38頁 サヨナラ英雄(ヒーロー)
「じゃあ、そろそろきちんと診察しましょうか。瑠伊くん、もう脱げる?」
ちくしょう……。
いとも簡単に脱げと言ってくれるものだな。
ああ、そりゃ脱ぐだけなら簡単だよ? 何せ俺は小学生の頃にパンツ一枚で学校中を走り回った事だってあるんだ。たかが上半身素っ裸になるぐらい余裕だっての!
そう、余裕なはずなのにさ……。
この期に及んで、この姿を他人に晒すことが嫌で嫌で仕方がないんだ。
「あっ、ごめんなさい! わたくしったら肝心な事を言い忘れてました!」
なかなか脱ごうとしない俺を見て、りさちん先生は言った。
こ、今度はなんなんだよ?
「えとですね、これまでの瑠伊くんの症状と、37人の事例を重ね合わせると瑠伊くんは身体収縮でもう死んでるはずなんですよ」
えっ……?
「これからきちんと検査しないと断言はできないのですけど、現時点でのわたくしの推測では、おそらく瑠伊くんは2次性徴が遅かったおかげで、急激な身体収縮に身体が対応しきれたんじゃないかなー? って思うんです」
「それってつまり……」
「ええ、上手くいけば瑠伊くんは奇跡的に生き延びられるかもしれないってことです」
「ほ、本当ですか!?」
俺よりも先に父さんがりさちん先生の話に飛びついた。
「いやいやいやいや、これはまだ仮定の話ですから……。でも困った事にですね、しっかり検査をしないことにはこの仮定が正しいかどうかも分からないし、検査ができなかったら手の施しようがないんですよねぇ……」
だから脱げ、という目で俺を見るりさちん先生。
ちくしょう……! 外堀から埋めにきやがったな!
「とにかくですね、詳しい病状がどうなっているか分からないと、どの道治療なんて出来っこないですから」
けっ! 結局はそれかよ!
理屈を並べ立てて、俺の服をひっぺがすのが目的なんだな。
そんな餌に釣られ──
「るーちゃん!」
「な、なんだよ母さん……」
「ほらほらっ、ちゃんと脱ぎましょうね!」
クソがっ! 母さんのくせにまんまと甘言に釣られやがって!
「う、うるせぇBBA! 家に帰ってチャーハンでも作ってろ!」
「瑠伊っ! 母さんになんて口の利き方するんだ!」
「まぁまぁまぁお父様、瑠伊くんったら照れちゃってるんですよ! 可愛い息子さんじゃないですかー」
「ええ、そうなんです先生、いつもいつも手のかかる子なんですよ」
うぐぐぐ……。
「て、照れてるとか、そんなんじゃねぇから! あっ、おい馬鹿! やめろっ! ちょっ! や、やめてよっ父さん!」
………
……
…
必死の抵抗空しく、俺は乱暴に服をひっぺがされてしまった。
まさか現代で追い剥ぎみたいな目に遭うなんて……ひどいや。
床には父さんと母さんの手によって強引に脱がされた俺の服が散乱している。
りさちん先生は俺がさらし代わりに胸に巻いていた母さんの腰用サポーターを拾い上げると呟いた。

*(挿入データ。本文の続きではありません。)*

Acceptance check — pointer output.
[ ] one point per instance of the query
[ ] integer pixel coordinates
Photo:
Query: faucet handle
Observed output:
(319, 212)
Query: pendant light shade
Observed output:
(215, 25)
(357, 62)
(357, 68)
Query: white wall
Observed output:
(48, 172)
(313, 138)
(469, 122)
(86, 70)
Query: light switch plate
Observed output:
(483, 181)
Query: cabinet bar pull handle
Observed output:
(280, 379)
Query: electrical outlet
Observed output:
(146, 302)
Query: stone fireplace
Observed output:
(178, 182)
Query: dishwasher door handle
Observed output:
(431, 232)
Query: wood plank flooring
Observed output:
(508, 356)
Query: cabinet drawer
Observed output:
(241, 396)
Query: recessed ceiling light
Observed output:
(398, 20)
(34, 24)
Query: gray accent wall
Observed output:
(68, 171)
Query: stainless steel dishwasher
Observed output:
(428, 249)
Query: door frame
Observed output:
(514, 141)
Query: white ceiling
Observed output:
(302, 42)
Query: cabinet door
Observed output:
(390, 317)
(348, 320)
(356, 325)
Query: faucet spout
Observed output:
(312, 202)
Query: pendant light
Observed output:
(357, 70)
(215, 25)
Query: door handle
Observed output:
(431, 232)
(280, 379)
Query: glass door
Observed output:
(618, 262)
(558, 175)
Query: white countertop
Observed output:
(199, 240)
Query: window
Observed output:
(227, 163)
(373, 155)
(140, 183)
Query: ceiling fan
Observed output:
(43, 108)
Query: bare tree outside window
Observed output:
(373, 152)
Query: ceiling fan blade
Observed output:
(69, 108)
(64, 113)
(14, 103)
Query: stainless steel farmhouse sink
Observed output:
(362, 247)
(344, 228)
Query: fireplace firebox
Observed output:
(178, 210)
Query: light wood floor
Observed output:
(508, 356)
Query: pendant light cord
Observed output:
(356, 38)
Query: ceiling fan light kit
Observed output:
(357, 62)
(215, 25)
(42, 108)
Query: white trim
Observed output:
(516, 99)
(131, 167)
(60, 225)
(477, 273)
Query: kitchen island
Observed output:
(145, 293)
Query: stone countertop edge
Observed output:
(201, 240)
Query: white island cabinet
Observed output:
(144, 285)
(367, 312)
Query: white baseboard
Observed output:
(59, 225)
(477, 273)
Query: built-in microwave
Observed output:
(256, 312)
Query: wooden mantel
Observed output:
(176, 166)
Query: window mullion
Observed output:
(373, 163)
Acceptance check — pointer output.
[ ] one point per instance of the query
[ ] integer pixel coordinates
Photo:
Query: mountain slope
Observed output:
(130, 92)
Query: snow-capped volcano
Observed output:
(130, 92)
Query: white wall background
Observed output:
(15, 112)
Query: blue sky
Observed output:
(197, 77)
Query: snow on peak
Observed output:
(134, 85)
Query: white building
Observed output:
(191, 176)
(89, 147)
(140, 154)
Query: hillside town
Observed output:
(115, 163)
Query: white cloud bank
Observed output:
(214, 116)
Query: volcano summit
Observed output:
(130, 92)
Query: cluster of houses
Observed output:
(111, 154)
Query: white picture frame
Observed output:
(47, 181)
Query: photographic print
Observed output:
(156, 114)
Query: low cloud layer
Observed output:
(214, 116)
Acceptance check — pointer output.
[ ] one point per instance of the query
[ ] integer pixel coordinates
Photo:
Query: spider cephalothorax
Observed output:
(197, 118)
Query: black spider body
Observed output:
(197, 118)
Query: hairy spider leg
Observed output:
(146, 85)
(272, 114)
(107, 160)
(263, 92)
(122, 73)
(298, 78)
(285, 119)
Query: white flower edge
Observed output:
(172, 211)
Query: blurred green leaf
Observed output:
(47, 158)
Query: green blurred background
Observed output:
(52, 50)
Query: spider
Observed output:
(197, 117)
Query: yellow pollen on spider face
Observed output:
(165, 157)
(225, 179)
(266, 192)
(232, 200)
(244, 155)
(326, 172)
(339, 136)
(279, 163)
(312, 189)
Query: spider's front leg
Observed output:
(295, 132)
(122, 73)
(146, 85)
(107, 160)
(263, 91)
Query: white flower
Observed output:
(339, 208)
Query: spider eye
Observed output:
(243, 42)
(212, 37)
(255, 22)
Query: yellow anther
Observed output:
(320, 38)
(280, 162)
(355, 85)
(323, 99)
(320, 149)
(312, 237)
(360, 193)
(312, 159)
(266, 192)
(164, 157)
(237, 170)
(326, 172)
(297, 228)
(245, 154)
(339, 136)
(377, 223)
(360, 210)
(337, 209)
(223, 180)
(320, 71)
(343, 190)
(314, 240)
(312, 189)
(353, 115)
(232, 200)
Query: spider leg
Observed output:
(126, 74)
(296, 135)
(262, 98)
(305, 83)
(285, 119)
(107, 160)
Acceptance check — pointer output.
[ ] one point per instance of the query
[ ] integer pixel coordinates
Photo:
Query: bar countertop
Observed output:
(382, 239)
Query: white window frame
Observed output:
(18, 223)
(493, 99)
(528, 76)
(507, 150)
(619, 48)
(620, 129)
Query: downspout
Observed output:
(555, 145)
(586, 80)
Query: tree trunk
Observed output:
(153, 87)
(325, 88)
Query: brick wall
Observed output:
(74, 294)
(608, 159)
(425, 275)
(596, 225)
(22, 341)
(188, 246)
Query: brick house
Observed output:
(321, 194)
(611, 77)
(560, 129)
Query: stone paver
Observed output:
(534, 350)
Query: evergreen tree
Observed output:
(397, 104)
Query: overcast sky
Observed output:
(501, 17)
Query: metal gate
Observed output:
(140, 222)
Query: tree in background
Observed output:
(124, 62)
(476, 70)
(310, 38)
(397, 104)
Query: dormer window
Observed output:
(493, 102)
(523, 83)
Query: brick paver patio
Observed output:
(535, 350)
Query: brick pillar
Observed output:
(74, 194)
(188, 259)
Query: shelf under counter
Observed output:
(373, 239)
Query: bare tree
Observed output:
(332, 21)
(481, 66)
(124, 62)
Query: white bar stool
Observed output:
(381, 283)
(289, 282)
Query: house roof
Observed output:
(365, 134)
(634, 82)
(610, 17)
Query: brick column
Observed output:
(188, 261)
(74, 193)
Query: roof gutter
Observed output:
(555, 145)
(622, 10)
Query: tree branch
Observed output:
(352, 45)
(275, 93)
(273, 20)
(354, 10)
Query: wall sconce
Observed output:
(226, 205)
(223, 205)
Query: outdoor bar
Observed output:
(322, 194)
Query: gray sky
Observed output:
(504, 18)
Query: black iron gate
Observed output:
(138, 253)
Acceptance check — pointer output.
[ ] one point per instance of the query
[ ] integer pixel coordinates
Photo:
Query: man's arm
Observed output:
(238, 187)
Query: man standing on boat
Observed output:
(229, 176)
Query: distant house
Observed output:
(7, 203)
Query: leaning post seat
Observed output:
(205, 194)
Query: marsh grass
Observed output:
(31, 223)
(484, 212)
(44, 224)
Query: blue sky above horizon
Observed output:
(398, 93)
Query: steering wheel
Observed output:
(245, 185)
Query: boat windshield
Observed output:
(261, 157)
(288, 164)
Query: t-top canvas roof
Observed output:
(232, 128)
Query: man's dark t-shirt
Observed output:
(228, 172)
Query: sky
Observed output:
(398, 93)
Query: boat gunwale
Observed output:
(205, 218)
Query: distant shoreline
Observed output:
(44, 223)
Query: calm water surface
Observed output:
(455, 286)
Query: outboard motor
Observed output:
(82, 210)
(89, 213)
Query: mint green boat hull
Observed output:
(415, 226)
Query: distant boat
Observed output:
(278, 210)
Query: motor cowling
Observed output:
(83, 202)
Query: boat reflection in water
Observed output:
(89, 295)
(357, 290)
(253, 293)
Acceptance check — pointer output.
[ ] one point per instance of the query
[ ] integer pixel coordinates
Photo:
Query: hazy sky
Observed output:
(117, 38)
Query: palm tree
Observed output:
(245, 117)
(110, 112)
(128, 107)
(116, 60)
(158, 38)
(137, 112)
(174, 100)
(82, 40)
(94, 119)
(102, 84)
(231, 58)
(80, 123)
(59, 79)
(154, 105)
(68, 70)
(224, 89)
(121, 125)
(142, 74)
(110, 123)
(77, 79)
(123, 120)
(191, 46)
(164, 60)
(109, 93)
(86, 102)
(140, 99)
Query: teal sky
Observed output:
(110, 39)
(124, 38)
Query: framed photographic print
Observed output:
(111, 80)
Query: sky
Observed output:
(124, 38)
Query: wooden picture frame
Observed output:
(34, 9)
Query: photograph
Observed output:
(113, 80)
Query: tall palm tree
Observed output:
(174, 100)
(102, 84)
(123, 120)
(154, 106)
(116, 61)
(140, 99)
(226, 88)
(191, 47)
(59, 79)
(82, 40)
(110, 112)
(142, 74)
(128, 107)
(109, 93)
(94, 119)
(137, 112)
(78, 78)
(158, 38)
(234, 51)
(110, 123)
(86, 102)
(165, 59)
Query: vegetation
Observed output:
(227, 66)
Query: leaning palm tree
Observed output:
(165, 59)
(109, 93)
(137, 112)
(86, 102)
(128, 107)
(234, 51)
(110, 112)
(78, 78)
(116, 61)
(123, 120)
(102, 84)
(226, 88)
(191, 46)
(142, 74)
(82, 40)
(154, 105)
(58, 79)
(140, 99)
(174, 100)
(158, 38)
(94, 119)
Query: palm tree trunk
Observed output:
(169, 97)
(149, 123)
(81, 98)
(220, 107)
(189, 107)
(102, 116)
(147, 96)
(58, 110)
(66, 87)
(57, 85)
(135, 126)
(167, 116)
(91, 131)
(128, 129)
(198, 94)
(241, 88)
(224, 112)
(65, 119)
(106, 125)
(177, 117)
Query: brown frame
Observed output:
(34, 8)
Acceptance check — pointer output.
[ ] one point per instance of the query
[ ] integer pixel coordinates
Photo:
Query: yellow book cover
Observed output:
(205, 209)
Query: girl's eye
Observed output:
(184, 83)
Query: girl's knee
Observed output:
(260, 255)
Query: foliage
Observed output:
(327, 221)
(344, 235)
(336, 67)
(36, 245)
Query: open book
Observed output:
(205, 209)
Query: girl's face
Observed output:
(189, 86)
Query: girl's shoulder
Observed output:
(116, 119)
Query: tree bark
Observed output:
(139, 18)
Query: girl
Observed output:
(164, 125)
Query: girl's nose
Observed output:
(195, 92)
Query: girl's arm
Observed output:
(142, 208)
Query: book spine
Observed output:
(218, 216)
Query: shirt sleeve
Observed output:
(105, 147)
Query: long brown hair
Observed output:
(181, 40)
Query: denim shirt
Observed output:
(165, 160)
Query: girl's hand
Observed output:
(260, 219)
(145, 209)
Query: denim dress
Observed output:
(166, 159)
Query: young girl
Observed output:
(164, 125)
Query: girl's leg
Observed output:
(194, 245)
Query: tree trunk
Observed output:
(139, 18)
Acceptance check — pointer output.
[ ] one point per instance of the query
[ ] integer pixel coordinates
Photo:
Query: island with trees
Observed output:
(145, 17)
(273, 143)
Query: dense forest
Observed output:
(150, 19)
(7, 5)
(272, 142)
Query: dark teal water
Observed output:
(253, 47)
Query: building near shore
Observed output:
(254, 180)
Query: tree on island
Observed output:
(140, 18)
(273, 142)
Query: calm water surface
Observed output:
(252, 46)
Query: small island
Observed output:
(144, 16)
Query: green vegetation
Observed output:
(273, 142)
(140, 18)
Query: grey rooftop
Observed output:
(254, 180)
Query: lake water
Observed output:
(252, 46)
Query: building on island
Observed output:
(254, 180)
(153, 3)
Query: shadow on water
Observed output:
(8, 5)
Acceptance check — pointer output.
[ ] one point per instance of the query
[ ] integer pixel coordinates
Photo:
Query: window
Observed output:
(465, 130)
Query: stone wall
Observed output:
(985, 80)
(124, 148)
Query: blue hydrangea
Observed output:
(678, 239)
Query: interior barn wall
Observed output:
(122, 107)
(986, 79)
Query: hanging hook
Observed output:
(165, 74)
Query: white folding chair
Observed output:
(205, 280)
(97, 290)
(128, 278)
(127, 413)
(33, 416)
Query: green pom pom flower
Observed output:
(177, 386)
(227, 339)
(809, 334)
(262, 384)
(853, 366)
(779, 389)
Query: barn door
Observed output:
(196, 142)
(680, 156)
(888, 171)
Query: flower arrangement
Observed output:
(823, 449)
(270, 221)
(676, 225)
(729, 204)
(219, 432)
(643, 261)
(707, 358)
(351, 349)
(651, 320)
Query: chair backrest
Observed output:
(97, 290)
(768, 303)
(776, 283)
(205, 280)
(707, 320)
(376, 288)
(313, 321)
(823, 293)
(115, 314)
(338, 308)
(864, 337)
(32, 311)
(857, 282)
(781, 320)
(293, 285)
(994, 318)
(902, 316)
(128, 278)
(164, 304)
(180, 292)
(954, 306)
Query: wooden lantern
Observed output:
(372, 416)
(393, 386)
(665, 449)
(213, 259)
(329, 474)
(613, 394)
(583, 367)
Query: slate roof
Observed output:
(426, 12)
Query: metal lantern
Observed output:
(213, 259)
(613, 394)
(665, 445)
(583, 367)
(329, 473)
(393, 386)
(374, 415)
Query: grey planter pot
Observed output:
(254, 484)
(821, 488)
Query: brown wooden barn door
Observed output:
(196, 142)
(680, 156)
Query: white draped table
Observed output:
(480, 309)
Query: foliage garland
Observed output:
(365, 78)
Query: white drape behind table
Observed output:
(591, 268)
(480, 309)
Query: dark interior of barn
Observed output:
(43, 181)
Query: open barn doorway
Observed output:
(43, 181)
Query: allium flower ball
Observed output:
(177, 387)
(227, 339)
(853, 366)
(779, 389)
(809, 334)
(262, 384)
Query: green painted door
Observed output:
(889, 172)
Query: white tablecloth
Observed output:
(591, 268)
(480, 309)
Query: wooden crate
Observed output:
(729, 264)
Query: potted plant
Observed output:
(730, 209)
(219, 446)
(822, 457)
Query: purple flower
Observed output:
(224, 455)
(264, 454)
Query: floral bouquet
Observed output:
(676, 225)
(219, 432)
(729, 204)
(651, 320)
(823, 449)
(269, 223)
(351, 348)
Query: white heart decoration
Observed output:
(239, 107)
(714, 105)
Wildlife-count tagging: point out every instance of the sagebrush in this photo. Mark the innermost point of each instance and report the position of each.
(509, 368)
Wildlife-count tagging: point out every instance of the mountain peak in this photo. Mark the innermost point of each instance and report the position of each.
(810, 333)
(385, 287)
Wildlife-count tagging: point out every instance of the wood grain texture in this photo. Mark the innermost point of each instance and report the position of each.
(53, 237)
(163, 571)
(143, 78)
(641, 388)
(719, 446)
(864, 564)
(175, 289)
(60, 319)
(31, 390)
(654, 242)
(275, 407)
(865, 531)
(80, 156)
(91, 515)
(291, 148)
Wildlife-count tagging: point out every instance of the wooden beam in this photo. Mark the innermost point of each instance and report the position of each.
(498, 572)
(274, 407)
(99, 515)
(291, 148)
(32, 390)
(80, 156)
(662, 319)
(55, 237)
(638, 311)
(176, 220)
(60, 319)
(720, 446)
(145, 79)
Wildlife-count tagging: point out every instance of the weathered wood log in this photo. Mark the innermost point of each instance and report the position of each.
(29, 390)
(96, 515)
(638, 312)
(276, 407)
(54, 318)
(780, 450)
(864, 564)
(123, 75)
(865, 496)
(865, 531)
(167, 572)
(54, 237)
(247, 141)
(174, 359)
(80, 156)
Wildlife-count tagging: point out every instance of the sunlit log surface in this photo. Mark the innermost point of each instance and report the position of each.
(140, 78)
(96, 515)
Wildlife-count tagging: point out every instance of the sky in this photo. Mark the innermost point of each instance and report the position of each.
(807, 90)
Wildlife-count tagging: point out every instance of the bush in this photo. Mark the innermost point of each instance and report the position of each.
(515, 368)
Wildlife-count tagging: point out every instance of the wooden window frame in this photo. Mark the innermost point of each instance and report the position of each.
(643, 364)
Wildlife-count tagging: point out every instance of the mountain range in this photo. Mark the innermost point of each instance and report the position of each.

「なるほどねー。これを胸に巻いてバレないようにしてたんだね」
「わ、悪かったな!」
「悪くはないけどね、瑠伊くんその小さな身体に不釣り合いな胸だと隠すの大変だったでしょ?」
「今までの痛みと比べたら大したことないって」
「いやいやいや、これからはやせ我慢なんかしないでちゃんとブラしないといけないよ?」
「は? ぶ…ぶら? じょ、冗談じゃねーぞ!」
続けて「そんなの着けるぐらいなら死んだ方がマシだ!」と言いそうになったけど、そこまで言うと母さんが悲しむと思ったのでやめた。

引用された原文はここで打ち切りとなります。